Data Processing Addendum

1. Parties

The customer is the Controller.

Golf Sherpa LTD is the Processor, unless the parties agree otherwise in writing.

2. Subject Matter

Golf Sherpa processes personal data to provide golf event, competition, scoring, app, venue software and related services.

3. Duration

Processing continues for the duration of the agreement and any period required for deletion, return, legal retention or dispute handling.

4. Nature and Purpose of Processing

Processing may include:

• Account creation
• Event registration
• Player management
• Tee time and group management
• Score entry
• Leaderboard display
• Handicap collection
• Communications
• Analytics and reporting
• Support
• Payment status management
• Technical hosting and storage

5. Types of Personal Data

Personal data may include:

• Names
• Email addresses
• Phone numbers
• Club details
• Handicap or playing ability
• Event registration data
• Scores and results
• Tee times
• Team allocations
• Payment status
• Dietary or accessibility requirements
• Device and app usage data
• Communications data

6. Categories of Data Subjects

Data subjects may include:

• Golfers
• Event participants
• Club members
• Venue customers
• Organisers
• Staff
• Volunteers
• Sponsors or guests
• Corporate event attendees

7. Processor Obligations

Golf Sherpa will:

• Process personal data only on documented instructions.
• Ensure authorised personnel are subject to confidentiality obligations.
• Apply appropriate technical and organisational measures.
• Assist the controller with data subject rights where reasonably possible.
• Assist with security, breach and compliance obligations where required.
• Delete or return personal data at the end of the services unless retention is legally required.
• Make reasonable information available to demonstrate compliance.

8. Sub-Processors

Golf Sherpa may use sub-processors for hosting, storage, email, analytics, payments, app services and technical support.

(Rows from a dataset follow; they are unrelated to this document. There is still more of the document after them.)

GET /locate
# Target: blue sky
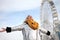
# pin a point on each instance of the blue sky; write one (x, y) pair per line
(14, 12)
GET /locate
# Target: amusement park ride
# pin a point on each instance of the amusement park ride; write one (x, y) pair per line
(56, 24)
(31, 24)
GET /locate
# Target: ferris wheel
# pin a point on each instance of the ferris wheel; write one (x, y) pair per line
(54, 13)
(53, 10)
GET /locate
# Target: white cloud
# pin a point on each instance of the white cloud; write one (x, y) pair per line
(18, 5)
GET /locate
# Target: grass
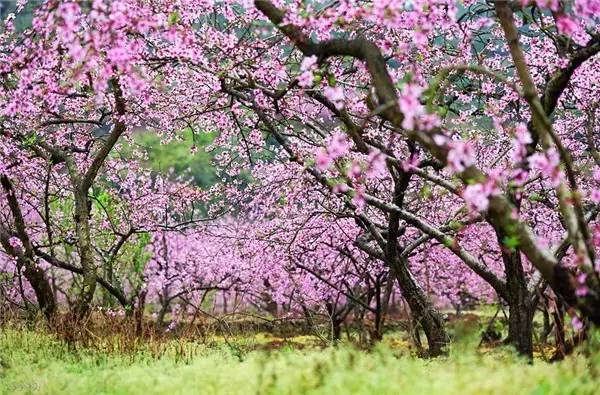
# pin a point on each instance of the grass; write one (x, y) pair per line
(34, 362)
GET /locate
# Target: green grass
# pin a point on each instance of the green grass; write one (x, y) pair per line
(31, 362)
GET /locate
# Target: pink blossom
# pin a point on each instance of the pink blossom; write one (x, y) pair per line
(335, 94)
(376, 164)
(566, 25)
(460, 156)
(338, 146)
(323, 160)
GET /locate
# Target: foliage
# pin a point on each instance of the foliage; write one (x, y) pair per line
(34, 362)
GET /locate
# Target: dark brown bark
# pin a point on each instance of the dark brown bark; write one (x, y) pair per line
(25, 256)
(423, 311)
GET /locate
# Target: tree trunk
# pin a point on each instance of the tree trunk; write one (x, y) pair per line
(520, 327)
(520, 307)
(422, 309)
(86, 256)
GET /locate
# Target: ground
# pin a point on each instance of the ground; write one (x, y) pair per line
(32, 361)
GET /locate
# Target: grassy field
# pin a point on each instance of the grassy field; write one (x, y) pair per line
(32, 362)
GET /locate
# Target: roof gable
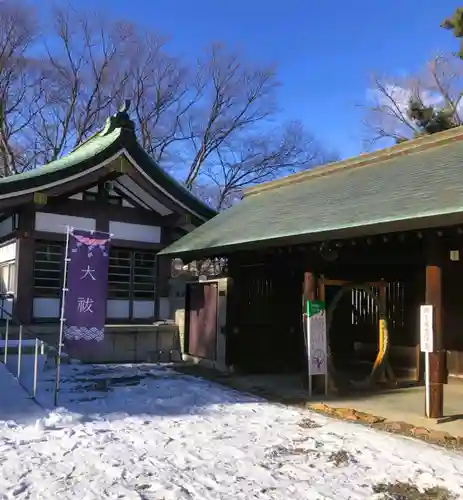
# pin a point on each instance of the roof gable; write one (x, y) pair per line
(98, 154)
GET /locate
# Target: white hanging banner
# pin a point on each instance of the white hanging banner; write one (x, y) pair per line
(316, 342)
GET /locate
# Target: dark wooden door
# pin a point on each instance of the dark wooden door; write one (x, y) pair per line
(202, 320)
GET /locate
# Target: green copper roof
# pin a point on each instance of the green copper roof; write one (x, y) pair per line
(117, 135)
(89, 149)
(332, 202)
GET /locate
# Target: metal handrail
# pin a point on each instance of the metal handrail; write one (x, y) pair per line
(25, 333)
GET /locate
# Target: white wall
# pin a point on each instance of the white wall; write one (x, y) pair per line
(55, 223)
(8, 252)
(135, 232)
(46, 307)
(6, 227)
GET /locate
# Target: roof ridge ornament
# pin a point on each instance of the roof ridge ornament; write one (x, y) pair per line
(121, 119)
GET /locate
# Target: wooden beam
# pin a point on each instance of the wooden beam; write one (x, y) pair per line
(433, 296)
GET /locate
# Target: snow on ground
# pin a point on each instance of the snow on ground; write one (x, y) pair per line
(147, 432)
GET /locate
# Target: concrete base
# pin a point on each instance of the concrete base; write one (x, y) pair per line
(206, 363)
(400, 405)
(122, 344)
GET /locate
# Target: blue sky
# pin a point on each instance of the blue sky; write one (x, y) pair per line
(325, 49)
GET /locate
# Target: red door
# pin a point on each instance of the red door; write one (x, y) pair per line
(202, 320)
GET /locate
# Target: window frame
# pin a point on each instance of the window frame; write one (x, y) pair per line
(39, 290)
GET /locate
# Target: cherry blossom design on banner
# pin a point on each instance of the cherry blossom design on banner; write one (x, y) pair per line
(87, 288)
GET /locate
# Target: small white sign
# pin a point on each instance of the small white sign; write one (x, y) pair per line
(427, 328)
(317, 345)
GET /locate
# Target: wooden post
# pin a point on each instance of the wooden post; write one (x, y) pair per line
(433, 296)
(309, 293)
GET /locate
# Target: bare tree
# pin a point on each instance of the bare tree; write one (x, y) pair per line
(84, 78)
(210, 121)
(20, 82)
(236, 98)
(438, 85)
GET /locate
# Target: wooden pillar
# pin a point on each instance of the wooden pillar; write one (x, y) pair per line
(433, 296)
(25, 267)
(309, 293)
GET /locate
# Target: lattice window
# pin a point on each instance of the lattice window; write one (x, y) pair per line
(48, 269)
(132, 274)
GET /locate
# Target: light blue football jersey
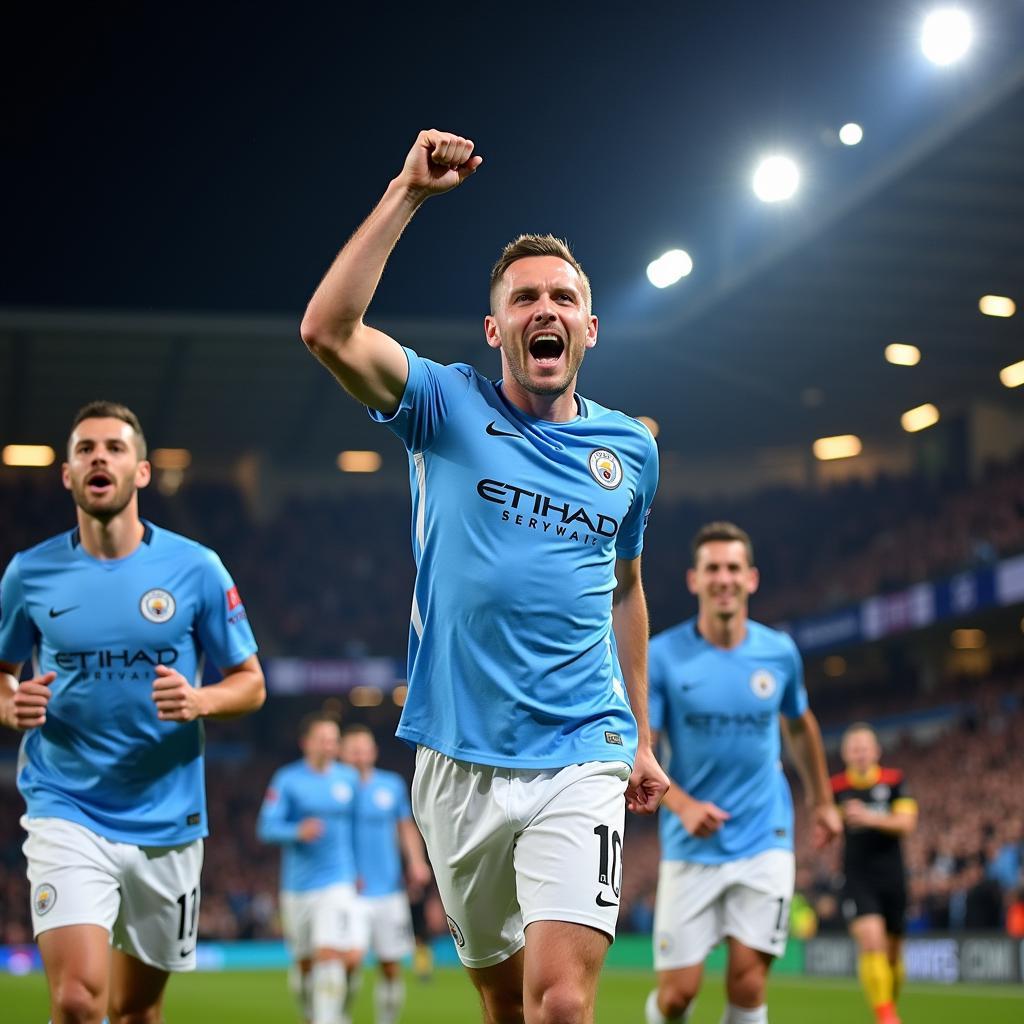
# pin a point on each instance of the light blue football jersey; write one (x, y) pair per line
(717, 712)
(517, 523)
(103, 759)
(295, 793)
(381, 802)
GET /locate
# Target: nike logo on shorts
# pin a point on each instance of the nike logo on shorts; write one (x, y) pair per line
(495, 432)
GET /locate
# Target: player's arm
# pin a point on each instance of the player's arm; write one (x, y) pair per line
(242, 690)
(901, 820)
(803, 737)
(23, 706)
(648, 782)
(369, 365)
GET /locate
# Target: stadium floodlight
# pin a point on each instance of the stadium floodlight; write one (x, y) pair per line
(920, 418)
(1013, 376)
(902, 355)
(776, 179)
(946, 36)
(170, 459)
(851, 133)
(358, 462)
(28, 455)
(670, 267)
(996, 305)
(650, 423)
(840, 446)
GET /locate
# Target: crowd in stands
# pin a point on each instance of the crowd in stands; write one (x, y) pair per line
(330, 578)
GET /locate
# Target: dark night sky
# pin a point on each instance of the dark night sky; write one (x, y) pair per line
(214, 160)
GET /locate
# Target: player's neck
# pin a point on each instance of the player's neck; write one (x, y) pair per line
(720, 632)
(556, 408)
(116, 538)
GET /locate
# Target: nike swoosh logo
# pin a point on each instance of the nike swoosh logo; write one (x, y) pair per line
(495, 432)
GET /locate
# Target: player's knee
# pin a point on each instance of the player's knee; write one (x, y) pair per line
(76, 1000)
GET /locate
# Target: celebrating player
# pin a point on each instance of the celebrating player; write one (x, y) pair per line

Golf Sherpa will ensure sub-processors are subject to appropriate contractual obligations.

9. Security Measures

Security measures may include:

• Access controls
• Authentication
• Role-based permissions
• Encryption where appropriate
• Secure hosting
• Backups
• Logging and monitoring
• Staff and contractor access restrictions
• Supplier due diligence

10. Personal Data Breaches

Golf Sherpa will notify the controller without undue delay after becoming aware of a personal data breach affecting controller data.

The notification will include information reasonably available to Golf Sherpa at the time.

11. International Transfers

Golf Sherpa will not transfer personal data outside the UK unless appropriate safeguards are in place.

12. Audit

Golf Sherpa will provide reasonable information to demonstrate compliance.

Audits must be reasonable, proportionate, confidential and not disrupt Golf Sherpa’s operations.